Un cadeau qui vient du sacrifice et de l’amour « recyclé »

Le 24 juin, l’«Aide à l’Eglise en Détresse (ACN)» célèbre la Journée des bienfaiteurs. Chaque année, en la fête du Sacré-Cœur de Jésus, l’«Aide à l’Eglise en Détresse (ACN)» et ses partenaires de projets à travers le monde prient et célèbrent la messe aux intentions de tous les bienfaiteurs qui soutiennent l’œuvre de bienfaisance à travers ses 23 bureaux nationaux.

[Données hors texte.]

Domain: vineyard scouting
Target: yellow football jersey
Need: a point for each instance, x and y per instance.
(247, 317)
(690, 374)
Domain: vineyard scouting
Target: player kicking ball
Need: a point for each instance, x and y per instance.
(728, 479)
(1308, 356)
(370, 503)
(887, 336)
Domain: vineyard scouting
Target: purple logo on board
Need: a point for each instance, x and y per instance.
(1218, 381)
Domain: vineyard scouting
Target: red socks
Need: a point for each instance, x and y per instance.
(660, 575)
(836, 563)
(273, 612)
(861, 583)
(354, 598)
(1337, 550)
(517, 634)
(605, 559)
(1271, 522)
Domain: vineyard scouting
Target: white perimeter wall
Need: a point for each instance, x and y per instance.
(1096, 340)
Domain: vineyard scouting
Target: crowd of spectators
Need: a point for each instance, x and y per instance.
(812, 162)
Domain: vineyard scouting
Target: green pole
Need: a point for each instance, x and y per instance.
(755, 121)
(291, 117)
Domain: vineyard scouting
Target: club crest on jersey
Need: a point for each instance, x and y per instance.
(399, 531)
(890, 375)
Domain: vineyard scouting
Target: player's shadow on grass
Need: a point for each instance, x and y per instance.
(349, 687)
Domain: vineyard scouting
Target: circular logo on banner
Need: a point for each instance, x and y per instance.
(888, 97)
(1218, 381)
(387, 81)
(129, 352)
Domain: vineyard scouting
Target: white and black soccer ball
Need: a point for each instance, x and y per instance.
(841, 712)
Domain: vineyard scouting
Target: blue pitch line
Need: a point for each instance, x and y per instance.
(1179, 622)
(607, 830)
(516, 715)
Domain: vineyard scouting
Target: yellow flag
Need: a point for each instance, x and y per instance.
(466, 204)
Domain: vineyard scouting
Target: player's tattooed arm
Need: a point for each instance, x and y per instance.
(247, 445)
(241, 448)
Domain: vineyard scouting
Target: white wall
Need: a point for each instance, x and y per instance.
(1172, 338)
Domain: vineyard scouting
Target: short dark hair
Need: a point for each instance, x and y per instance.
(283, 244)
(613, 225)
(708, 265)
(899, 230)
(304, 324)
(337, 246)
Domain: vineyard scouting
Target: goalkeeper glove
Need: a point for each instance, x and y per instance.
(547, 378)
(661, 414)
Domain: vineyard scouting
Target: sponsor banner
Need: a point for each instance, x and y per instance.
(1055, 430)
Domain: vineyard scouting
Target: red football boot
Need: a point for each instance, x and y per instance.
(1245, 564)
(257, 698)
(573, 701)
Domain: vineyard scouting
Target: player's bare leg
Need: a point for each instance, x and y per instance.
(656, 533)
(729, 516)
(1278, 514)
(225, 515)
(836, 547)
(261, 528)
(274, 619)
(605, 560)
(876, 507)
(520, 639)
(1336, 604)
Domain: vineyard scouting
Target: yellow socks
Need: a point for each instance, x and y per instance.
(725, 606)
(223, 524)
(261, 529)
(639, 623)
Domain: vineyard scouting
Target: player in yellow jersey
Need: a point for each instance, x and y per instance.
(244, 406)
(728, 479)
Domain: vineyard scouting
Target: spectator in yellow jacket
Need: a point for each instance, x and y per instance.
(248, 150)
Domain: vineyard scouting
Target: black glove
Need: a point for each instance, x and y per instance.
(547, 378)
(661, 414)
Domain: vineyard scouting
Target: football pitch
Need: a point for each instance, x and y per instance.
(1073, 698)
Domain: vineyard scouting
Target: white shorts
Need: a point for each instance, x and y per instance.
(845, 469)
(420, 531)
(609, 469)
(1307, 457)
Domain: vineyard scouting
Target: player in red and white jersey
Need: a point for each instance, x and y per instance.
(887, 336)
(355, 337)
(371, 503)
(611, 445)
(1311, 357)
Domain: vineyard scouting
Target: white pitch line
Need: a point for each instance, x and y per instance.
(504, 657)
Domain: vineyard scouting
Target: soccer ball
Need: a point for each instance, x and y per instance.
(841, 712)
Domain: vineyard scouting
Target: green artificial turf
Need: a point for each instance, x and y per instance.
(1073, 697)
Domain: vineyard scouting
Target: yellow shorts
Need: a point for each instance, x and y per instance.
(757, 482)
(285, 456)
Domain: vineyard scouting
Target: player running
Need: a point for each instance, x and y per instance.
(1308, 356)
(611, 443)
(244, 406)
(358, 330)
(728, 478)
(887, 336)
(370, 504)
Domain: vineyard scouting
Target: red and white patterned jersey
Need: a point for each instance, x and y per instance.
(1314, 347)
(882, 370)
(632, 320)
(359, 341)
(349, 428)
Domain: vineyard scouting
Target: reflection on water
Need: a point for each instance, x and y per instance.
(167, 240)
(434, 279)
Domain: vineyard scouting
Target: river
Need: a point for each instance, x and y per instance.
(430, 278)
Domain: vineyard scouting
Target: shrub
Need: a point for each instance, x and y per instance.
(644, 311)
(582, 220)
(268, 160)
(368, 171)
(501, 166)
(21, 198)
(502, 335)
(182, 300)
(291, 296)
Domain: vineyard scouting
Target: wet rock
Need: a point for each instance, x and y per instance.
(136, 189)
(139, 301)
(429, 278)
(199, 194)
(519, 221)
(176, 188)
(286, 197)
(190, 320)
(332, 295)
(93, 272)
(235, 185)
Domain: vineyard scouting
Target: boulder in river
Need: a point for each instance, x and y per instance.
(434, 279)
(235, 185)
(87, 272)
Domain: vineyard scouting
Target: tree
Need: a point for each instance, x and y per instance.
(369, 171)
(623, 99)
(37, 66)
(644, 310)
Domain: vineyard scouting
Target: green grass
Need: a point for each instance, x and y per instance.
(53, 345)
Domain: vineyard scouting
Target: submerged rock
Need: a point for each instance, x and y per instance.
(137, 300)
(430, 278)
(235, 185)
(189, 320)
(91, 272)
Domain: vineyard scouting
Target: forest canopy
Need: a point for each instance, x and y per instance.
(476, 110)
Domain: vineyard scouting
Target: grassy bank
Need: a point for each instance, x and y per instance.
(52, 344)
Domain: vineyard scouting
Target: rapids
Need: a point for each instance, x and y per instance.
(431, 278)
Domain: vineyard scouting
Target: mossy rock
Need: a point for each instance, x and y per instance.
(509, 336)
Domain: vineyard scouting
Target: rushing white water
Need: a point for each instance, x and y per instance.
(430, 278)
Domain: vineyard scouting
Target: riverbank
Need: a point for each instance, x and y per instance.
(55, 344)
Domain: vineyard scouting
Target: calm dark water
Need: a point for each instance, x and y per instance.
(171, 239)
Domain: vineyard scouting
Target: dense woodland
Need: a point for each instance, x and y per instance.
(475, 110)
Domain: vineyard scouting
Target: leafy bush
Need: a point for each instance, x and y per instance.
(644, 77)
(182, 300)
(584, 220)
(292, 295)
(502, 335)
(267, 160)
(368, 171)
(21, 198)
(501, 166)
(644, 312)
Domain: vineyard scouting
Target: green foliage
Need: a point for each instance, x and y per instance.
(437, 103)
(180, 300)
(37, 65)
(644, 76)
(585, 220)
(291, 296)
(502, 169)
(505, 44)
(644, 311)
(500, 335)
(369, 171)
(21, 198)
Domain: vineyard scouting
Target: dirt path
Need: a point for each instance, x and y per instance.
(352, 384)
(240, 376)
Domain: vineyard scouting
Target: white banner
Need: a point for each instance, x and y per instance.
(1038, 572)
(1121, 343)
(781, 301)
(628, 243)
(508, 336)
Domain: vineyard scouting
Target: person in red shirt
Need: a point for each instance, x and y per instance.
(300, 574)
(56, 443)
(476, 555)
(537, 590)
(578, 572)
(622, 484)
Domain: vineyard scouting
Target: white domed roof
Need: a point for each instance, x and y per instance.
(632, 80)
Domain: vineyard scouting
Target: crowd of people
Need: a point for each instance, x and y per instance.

Chaque don qui arrive à l’«Aide à l’Eglise en Détresse (ACN)» est une cause de joie et de gratitude. Derrière chacun de ces dons se cache une histoire incroyable, dont beaucoup ne seront connues que dans l’au-delà. Cependant, Dieu nous accorde parfois des exemples extrêmes de tels sacrifices, pour nous montrer que l’humanité est encore capable d’un amour qui défie toute explication.

L’histoire d’André Silvestre, 64 ans, qui vit à Caçapava, dans l’État de São Paulo, au Brésil, en est un exemple. Chaque jour, il répète la même routine. Il quitte la maison vers 5h30 du matin et pédale dans les rues de sa ville, s’arrêtant à chaque tas d’ordures pour ramasser des boîtes de conserve et des bouteilles en plastique. Il rentre chez lui avec des sacs remplis de ce matériau et se met au travail en vue de la prochaine étape de sa mission : séparer et écraser chaque bouteille et canette. Il n’est pas obligé de faire ce travail, mais pour lui c’est une façon d’aider l’équipe locale de recyclage. Une fois que tout le matériau a été transformé en argent, il devient un don pour l’«Aide à l’Eglise en Détresse (ACN)», un don précieux pour l’Église souffrante, qui provient du sacrifice lui-même.

L’idée de collecter des matières recyclables pour les dons a commencé quand André a rencontré Antônio, âgé de 81 ans, qui parcourait tous les jours 10 km à pied pour ramasser des bouteilles et des canettes qu’il triait et vendait ensuite pour sa propre subsistance. Touché par cette histoire, André a décidé de faire lui aussi une partie de ce trajet, et de collecter des matériaux recyclables pour les lui offrir. Plus tard, à la mort d’Antônio, André a eu l’idée de « recycler » son initiative. Ayant appris le travail de l’«Aide à l’Eglise en Détresse (ACN)» à travers des programmes de télévision, il s’est senti appelé à trouver une nouvelle destination à sa générosité :  « J’ai réalisé que l’«Aide à l’Eglise en Détresse (ACN)» pouvait atteindre des “Antônios” partout dans le monde, et faire plus que je ne pourrais jamais faire avec cet argent ».I

Finalement, les promenades sont devenues difficiles pour André à cause de ses problèmes de dos et de sa sciatique. Mais si son corps montrait des signes de fragilité, son cœur était plus fort et plus enthousiaste que jamais.hane ver Bien qu’ayant des raisons parfaitement valables de mettre fin à ce travail d’amour qu’il accomplissait chaque jour, il a trouvé un moyen de surmonter ses difficultés. Il s’est mis à faire du vélo et est allé encore plus loin à la recherche de matériaux recyclables. 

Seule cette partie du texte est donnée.